The threat intelligence landscape has vastly changed over the years. While the term was originally used to refer to malware Indicators of Compromise (IOC) – lists of known malware signatures and the servers those malware communicate with, a method to identify infected devices within corporate networks – as time went by vendors have broadly expanded that concept to offer new types of intelligence. The term “Threat Intelligence” encompasses an ever-growing set of offerings that, on an operational standpoint, have different use cases.
For example, intelligence on external threats such as leaked documents or leaked source code has nothing to do with malware. Other examples may not even refer to malicious threats, where sensitive data can leak due to an error on one of the employees’ behalf. Intelligence can be in the form of feeds, mapping known “bad things” on the internet, or could be specific to an organization. Yet, all these intelligence deliverables are grouped together with malware IOCs as part of “threat intelligence”.

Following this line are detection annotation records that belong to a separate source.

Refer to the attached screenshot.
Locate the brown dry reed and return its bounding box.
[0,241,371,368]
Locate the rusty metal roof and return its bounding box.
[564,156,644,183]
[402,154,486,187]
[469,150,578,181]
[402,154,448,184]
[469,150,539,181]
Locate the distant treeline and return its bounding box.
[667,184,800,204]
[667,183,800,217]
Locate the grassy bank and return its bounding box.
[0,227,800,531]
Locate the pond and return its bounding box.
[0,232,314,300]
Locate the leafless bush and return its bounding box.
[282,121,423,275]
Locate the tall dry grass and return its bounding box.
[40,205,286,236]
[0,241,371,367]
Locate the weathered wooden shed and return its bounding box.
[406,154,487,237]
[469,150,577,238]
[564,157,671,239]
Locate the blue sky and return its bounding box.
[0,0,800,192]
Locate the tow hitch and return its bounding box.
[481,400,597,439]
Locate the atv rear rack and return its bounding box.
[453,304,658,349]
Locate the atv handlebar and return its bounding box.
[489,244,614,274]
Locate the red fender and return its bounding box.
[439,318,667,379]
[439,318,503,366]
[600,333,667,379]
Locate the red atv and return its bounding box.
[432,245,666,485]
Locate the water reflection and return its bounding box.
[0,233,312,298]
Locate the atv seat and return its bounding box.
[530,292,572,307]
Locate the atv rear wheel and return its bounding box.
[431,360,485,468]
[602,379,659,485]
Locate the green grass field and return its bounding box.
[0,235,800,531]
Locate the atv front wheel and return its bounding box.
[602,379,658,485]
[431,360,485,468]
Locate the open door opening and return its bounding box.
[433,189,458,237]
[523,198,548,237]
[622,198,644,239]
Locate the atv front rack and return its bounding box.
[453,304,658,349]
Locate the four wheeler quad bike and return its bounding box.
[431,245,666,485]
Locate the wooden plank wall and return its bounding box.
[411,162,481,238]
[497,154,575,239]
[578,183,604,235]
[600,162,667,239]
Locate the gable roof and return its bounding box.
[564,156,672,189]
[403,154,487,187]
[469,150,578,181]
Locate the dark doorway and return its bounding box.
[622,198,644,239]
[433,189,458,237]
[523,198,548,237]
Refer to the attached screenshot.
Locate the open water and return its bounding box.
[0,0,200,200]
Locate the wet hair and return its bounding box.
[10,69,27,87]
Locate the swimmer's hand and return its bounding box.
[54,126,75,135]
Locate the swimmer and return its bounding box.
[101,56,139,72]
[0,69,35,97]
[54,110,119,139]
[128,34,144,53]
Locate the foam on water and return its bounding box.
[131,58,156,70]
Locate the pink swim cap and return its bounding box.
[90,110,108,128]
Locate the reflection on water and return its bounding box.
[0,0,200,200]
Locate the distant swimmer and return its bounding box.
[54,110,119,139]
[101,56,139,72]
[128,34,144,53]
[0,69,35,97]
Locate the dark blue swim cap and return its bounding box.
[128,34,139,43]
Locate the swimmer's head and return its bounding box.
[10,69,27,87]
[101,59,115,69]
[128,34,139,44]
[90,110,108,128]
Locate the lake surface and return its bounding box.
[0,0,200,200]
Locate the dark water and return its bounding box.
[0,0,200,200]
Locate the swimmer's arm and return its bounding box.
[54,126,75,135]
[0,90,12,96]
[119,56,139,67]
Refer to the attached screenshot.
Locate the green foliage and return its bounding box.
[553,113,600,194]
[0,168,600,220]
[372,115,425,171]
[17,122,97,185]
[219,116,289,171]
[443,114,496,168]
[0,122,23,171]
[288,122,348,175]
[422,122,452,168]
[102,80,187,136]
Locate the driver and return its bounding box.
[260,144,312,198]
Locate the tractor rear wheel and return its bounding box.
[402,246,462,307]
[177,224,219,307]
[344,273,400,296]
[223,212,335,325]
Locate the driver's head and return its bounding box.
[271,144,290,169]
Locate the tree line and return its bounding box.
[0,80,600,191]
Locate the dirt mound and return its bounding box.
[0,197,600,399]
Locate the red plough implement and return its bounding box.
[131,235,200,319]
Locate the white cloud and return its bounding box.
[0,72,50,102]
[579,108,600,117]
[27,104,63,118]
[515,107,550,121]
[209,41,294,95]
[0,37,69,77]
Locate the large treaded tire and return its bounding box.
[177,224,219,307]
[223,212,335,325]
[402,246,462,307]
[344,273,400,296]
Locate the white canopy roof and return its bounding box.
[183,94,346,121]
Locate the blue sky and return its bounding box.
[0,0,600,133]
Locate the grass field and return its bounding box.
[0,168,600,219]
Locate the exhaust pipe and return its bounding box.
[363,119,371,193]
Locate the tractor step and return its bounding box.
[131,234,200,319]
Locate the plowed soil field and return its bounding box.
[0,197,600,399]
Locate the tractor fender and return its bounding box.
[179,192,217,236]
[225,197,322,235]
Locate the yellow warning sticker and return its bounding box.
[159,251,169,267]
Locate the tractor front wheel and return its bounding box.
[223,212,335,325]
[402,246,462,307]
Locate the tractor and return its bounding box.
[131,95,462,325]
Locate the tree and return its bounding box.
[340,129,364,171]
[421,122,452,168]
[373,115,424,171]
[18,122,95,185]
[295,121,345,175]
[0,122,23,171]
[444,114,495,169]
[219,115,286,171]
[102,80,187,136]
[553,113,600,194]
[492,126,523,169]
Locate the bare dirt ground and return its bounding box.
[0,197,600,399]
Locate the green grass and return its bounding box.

Adding to the complexity is the fact that some “threat intelligence” offerings are focused on detecting threats, while others are focused on enriching it. There are multiple popular threat intelligence solutions designed to help SOCs investigate potential incidents. In these use cases, the user already has an indicator – an IP address, a domain name, etc. – and they want to understand if it is legitimate or malicious. Intelligence offerings focused on detection aim to alert the users of the threats in the first place. In larger intelligence operations, a combination of both types of offerings is implemented.